Sort Key and Prefix Index
Index Principlesβ
Doris stores data in a structure similar to SSTable (Sorted String Table). This structure is an ordered data structure that can be sorted and stored according to one or more specified columns. In such a data structure, looking up conditions on all or part of the sorted columns is highly efficient.
In the Aggregate, Unique, and Duplicate data models, the underlying data storage is sorted according to the columns specified in the CREATE TABLE statement under AGGREGATE KEY, UNIQUE KEY, and DUPLICATE KEY respectively. These keys are referred to as sort keys. With sort keys, Doris can quickly locate the required data without scanning the entire table by specifying conditions on the sorted columns during a query, thereby reducing search complexity and speeding up the query.
Based on the sort keys, Doris introduces a prefix index. The prefix index is a sparse index. The data in the table forms a logical data block (Data Block) according to the corresponding number of rows. Each logical data block stores an index entry in the prefix index table, where the length of the index entry does not exceed 36 bytes. The entry content is the prefix composed of the sorted columns of the first row in the data block. When looking up the prefix index table, it helps determine the starting row number of the logical data block where the row data is located. Because the prefix index is relatively small, it can be fully cached in memory, allowing for quick data block location and significantly improving query efficiency.
The first 36 bytes of a row in a data block are used as the prefix index for that row. When encountering a VARCHAR type, the prefix index is directly truncated. If the first column is VARCHAR, even if it does not reach 36 bytes, it will be directly truncated, and the subsequent columns will not be included in the prefix index.
Use Casesβ
Prefix indexes can speed up equality queries and range queries.
Managing Indexesβ
There is no specific syntax to define a prefix index. When creating a table, the first 36 bytes of the table's Key are automatically taken as the prefix index.
Recommendations for Prefix Index Selectionβ
Because the Key definition of a table is unique, a table has only one set of prefix indexes. Therefore, it is important to choose an appropriate prefix index when designing the table structure. The following recommendations can be considered:
- Choose the fields most commonly used in WHERE filtering conditions as the Key.
- Place the more frequently used fields at the front, as prefix indexes are only effective for fields in the WHERE condition that are part of the Key's prefix.
For queries that use other columns not covered by the prefix index as conditions, the efficiency may not meet the requirements. There are two solutions:
- Create an inverted index on the columns that require accelerated queries, as a table can have many inverted indexes.

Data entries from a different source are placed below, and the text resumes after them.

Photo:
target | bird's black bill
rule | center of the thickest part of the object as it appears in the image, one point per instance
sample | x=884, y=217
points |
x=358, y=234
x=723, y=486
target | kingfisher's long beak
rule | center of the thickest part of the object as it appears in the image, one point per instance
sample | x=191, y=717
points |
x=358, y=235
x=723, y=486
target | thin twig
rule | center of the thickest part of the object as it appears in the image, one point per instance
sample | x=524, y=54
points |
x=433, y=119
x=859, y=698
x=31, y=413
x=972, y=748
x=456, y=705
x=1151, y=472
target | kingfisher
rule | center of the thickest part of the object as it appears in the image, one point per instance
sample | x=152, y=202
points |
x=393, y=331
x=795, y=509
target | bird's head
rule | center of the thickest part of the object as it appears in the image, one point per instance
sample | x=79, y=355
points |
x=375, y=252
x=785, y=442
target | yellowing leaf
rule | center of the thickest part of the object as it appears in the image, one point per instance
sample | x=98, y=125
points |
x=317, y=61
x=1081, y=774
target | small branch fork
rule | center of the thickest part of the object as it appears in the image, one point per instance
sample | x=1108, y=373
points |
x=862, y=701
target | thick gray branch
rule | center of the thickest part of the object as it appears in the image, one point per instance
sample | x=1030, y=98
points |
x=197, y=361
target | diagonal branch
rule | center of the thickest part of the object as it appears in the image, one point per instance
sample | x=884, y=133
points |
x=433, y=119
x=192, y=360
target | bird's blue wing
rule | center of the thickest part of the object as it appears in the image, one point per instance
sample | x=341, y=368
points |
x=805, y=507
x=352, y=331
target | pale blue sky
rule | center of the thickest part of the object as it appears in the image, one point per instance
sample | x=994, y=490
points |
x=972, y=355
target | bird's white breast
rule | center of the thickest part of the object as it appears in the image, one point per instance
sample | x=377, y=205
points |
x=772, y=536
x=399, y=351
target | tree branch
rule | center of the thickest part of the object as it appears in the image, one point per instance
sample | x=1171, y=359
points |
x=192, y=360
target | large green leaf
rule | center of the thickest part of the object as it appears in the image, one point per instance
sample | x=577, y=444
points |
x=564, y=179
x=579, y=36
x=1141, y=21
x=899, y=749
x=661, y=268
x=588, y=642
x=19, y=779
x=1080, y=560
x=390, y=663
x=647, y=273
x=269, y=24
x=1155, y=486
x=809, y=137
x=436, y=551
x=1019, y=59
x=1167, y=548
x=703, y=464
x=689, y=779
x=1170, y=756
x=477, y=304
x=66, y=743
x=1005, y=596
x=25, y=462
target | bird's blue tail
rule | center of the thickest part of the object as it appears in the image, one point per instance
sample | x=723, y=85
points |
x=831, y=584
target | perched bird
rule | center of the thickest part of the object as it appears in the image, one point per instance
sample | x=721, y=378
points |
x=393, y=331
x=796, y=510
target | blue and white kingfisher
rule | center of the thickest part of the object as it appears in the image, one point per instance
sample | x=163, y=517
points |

- For DUPLICATE tables, multi-prefix indexes can be indirectly achieved by creating corresponding strongly consistent materialized views with adjusted column orders. For more details, refer to query acceleration/materialized views.
Using Indexesβ
Prefix indexes are used to accelerate equality and range queries in the WHERE clause. They automatically take effect when applicable, and there is no special syntax required.
The acceleration effect of the prefix index can be analyzed using the following metrics in the Query Profile:
- RowsKeyRangeFiltered: The number of rows filtered by the prefix index, which can be compared with other Rows values to analyze the filtering effect of the index.
Example Usageβ
- Suppose the sorted columns of a table are as follows, then the prefix index would be: user_id (8 Bytes) + age (4 Bytes) + message (prefix 20 Bytes).
ColumnName | Type |
---|---|
user_id | BIGINT |
age | INT |
message | VARCHAR(100) |
max_dwell_time | DATETIME |
min_dwell_time | DATETIME |
- Suppose the sorted columns of a table are as follows, then the prefix index would be user_name (20 Bytes). Even if it does not reach 36 bytes, it is directly truncated due to encountering VARCHAR, and subsequent columns are not included.
ColumnName | Type |
---|---|
user_name | VARCHAR(20) |
age | INT |
message | VARCHAR(100) |
max_dwell_time | DATETIME |
min_dwell_time | DATETIME |
- When our query condition is the prefix of the prefix index, it can significantly speed up the query. For example, in the first example, executing the following query:
SELECT * FROM table WHERE user_id = 1829239 AND age = 20;
This query will be much more efficient than the following query:
SELECT * FROM table WHERE age = 20;
Therefore, choosing the correct column order when creating a table can greatly improve query efficiency.